Le notaire Lichtenberger de Wissembourg fixa l'adjudication au 28 juin 1808, à partir de 9 heures du matin. Elle fut annoncée au public par une affichette que Bauer, l'huissier de Soultz, placarda "dans les différents endroits de la commune selon l'usage, et notamment à la porte de la maison où sont les effets à vendre, à la porte de la maison commune, à la porte de l'auditoire de la justice de paix et place du marché. "
Cette fois, les ex-conjoints seront présents. L'énumération des lots alors mis en vente est sans doute représentatif ce que pouvaient proposer des Krämer juifs ruraux sous le Premier Empire. Cela allait du petit bétail (ovins) aux produits pour tissiers travaillant à domicile (fil, coton, laine, colorants) encore très nombreux dans le Sulzerland, en passant par de la houille, du charbon de bois, des tissus, de l'huile végétale, du miel, du café et du vin de table.

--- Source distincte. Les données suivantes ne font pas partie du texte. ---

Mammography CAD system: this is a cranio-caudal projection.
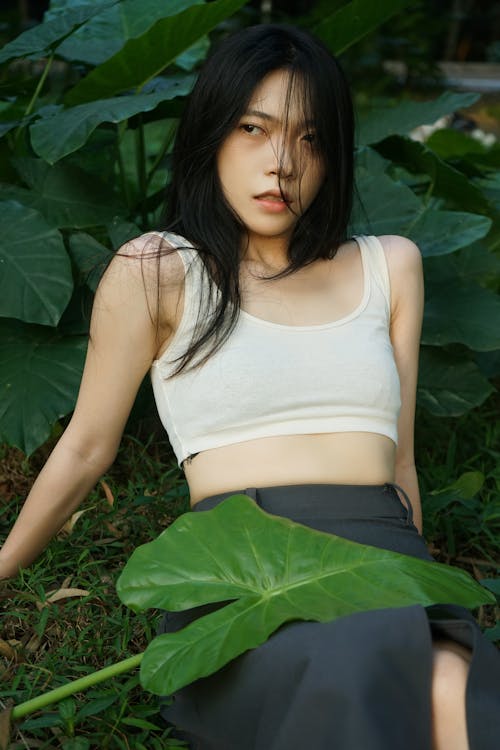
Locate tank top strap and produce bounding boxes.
[354,235,391,316]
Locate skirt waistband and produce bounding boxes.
[193,482,413,526]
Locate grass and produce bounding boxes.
[0,396,500,750]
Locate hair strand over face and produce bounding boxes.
[160,24,354,372]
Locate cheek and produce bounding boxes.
[302,165,326,204]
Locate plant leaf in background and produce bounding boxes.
[377,135,491,212]
[30,75,194,164]
[0,319,87,455]
[422,274,500,352]
[357,91,479,146]
[1,157,126,229]
[417,346,493,417]
[65,0,246,106]
[0,201,73,325]
[51,0,204,65]
[117,495,494,695]
[313,0,409,55]
[0,0,118,63]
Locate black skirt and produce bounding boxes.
[160,484,500,750]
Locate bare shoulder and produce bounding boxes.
[106,232,184,288]
[379,234,424,317]
[378,234,422,273]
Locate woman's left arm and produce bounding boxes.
[380,235,424,533]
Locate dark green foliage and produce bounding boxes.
[0,0,500,453]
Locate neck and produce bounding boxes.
[242,236,289,273]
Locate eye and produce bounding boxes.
[240,123,264,135]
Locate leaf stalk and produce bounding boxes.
[11,653,144,721]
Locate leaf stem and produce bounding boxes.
[135,115,148,229]
[11,653,143,721]
[14,53,54,143]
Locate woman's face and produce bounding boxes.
[217,70,325,247]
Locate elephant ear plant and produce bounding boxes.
[0,495,495,747]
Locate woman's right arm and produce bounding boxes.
[0,238,180,578]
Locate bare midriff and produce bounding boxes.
[183,432,396,505]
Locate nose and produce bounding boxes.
[268,140,295,180]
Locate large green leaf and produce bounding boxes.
[0,0,117,63]
[313,0,409,55]
[407,212,491,257]
[0,319,86,455]
[427,128,488,159]
[422,274,500,352]
[69,230,114,292]
[0,201,73,325]
[354,156,491,256]
[66,0,246,106]
[357,91,479,145]
[52,0,203,65]
[377,135,490,213]
[30,75,194,164]
[417,346,493,417]
[117,495,494,695]
[1,157,126,229]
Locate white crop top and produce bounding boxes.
[151,233,401,465]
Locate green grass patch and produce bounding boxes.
[0,395,500,750]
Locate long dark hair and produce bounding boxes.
[164,24,354,373]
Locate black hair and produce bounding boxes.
[163,24,354,373]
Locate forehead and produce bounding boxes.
[247,70,313,122]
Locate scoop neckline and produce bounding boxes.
[240,235,370,331]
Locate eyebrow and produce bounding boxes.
[244,109,314,128]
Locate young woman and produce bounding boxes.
[0,25,500,750]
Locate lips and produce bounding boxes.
[255,190,291,205]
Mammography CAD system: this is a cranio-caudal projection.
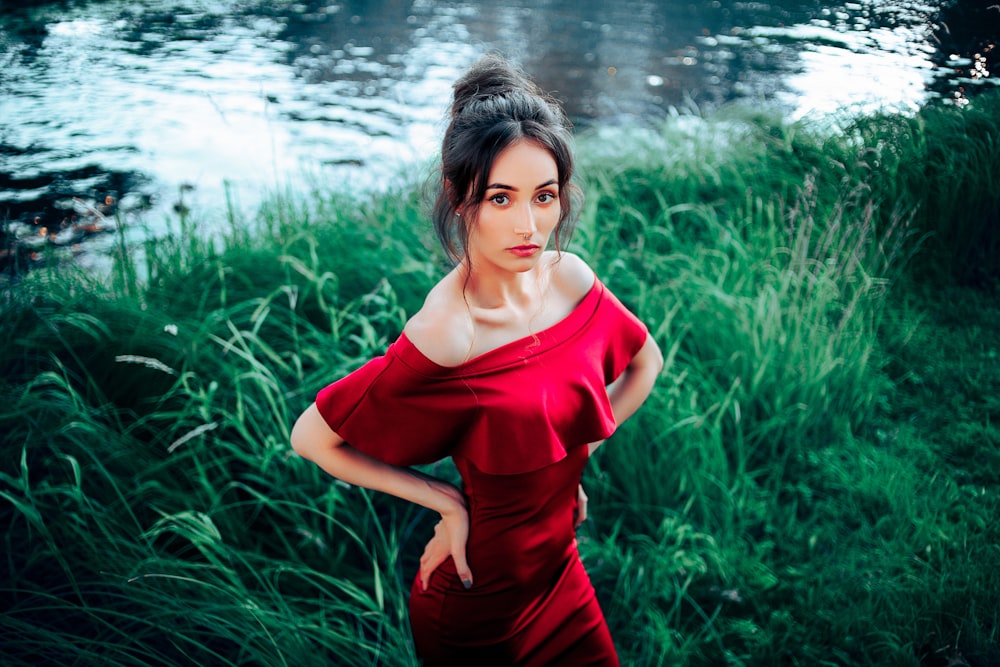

On commença par les sept brebis (dont quatre avec un agneau) et les onze moutons, qui avaient été laissés à la garde d'un certain Jacques Muller. Ils trouveront tous preneurs, Mada gardant même l'avant-dernier mouton par devers elle pour 7 F. Seront également dispersés trois peaux de brebis ; 65,5 kg de laine en deux lots ; 19 kg de café en dix lots, dont Mada se réserva un lot de 2 kg pour 17,50 F ; plus de 6 hl de vin blanc de l'année 1807, dont Mada se réserva deux à 13 et 17 F respectivement ; 15,5 kg de miel en trois lots ; du bois de fourneau ; 86 kg d'alun (sulfate d'aluminium et de potassium servant à fixer les colorants des teinturiers) en huit lots, dont Mada se garda quatre lots de 5 kg et un cinquième de 4 kg ; 30 kg de coupe-rose (autre colorant textile) en trois lots, dont Mada se réserva un lot de 10 kg à 4,50 F ; 1 392 kg de houille, mais dont seulement 23 kg trouveront preneur ; 28,5 kg de fil de coton en trois lots ; 65 kg de coton bleu ou à filer en cinq lots ; une dizaine de mètres de futaine (étoffe croisée et pelucheuse, de fil et de coton) et 80 litres d'huile de navette (Rapsöl). Michel Aron et Mada Kahn demandèrent alors d'arrêter la vente, ayant estimé qu'elle avait atteint un produit suffisant de 965,24 F. Prévoyants, ils s'étaient aussi gardé un peu de vin de ménage (9).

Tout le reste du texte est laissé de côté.